Lightweight on‑board AI estimates radio channels for LEO 6G links with far fewer computations
This paper presents a small, efficient artificial intelligence (AI) method to estimate radio channels from handheld users to low‑Earth‑orbit (LEO) satellites. The authors aim to run channel estimation on the satellite itself, where power and computation are limited. They show a convolutional neural design that reduces work and memory use while improving accuracy, measured by mean squared error (MSE).
The researchers built on a low‑complexity neural receiver called MDX and added a new building block named MDELAN (Multi‑Dilated Efficient Layer Aggregation Networks). The overall receiver first forms two simple estimates from pilot tones and from tentative decoded data. Those estimates, together with a positional encoding that tells the network each subcarrier and symbol location, are fed to the neural network. The MDELAN blocks use dilated convolutions to see wider patterns in time and frequency while keeping the number of parameters small by using depthwise separable convolutions.
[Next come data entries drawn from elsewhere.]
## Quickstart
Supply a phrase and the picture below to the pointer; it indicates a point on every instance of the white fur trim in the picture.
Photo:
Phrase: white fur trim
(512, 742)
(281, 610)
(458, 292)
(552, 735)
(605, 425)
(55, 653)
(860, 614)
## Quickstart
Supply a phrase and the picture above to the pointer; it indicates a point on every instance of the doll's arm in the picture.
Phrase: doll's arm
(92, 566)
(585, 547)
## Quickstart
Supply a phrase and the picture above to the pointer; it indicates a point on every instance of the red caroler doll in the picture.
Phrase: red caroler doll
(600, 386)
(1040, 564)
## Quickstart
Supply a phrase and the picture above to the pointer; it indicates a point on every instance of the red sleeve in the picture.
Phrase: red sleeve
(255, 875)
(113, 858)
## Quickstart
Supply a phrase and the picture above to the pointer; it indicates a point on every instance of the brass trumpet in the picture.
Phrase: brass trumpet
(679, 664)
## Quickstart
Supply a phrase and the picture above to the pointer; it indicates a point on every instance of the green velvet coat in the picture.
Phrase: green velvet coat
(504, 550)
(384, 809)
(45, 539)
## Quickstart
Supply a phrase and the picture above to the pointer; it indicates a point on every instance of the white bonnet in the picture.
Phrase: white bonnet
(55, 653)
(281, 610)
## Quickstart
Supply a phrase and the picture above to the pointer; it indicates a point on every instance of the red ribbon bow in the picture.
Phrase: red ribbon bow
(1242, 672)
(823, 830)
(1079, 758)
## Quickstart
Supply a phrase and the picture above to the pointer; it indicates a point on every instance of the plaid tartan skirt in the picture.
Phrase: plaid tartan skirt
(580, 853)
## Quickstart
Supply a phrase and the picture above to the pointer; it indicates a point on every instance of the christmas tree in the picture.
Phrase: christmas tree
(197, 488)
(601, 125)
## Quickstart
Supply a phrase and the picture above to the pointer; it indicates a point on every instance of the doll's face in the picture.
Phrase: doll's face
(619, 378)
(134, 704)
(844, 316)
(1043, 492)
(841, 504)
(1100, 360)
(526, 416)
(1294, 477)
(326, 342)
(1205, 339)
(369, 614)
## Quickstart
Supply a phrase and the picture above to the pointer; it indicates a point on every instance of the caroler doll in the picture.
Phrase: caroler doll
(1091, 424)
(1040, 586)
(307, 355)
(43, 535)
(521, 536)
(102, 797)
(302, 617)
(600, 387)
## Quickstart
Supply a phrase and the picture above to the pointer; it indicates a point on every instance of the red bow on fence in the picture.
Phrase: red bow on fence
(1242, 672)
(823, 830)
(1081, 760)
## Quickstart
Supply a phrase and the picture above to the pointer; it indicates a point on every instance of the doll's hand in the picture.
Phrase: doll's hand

They tested the models in simulations of 6G uplink physical channels using the QuaDRiGaNT channel generator. Simulation details include an S‑band carrier at 2 GHz, an OFDM uplink frame with 14 symbols per transmission time interval (about 500 µs), 30 kHz subcarrier spacing, QPSK modulation, and pilot symbols placed in OFDM symbols 2 and 11. The scenarios included rural, suburban and urban NTN (non‑terrestrial network) environments and user speeds up to 100 km/h. Performance was compared to standard baselines: least squares (LS) with linear interpolation and linear minimum mean squared error (LMMSE) interpolation.
Why this matters: LEO satellites face tight limits on power, memory and onboard processors. Conventional high‑accuracy methods like LMMSE need heavy computation and prior channel statistics, which can be hard to get or too costly for a satellite. The proposed design is targeted for real‑time onboard inference. The authors report that, by exploiting channel structure, their design improves parameter efficiency by about 27% compared with state‑of‑the‑art AI models and requires roughly 29× fewer floating‑point operations than conventional methods while achieving superior MSE in their tests. They also provide a complexity analysis in terms of multiply‑and‑accumulate operations, floating point operations and learnable parameters.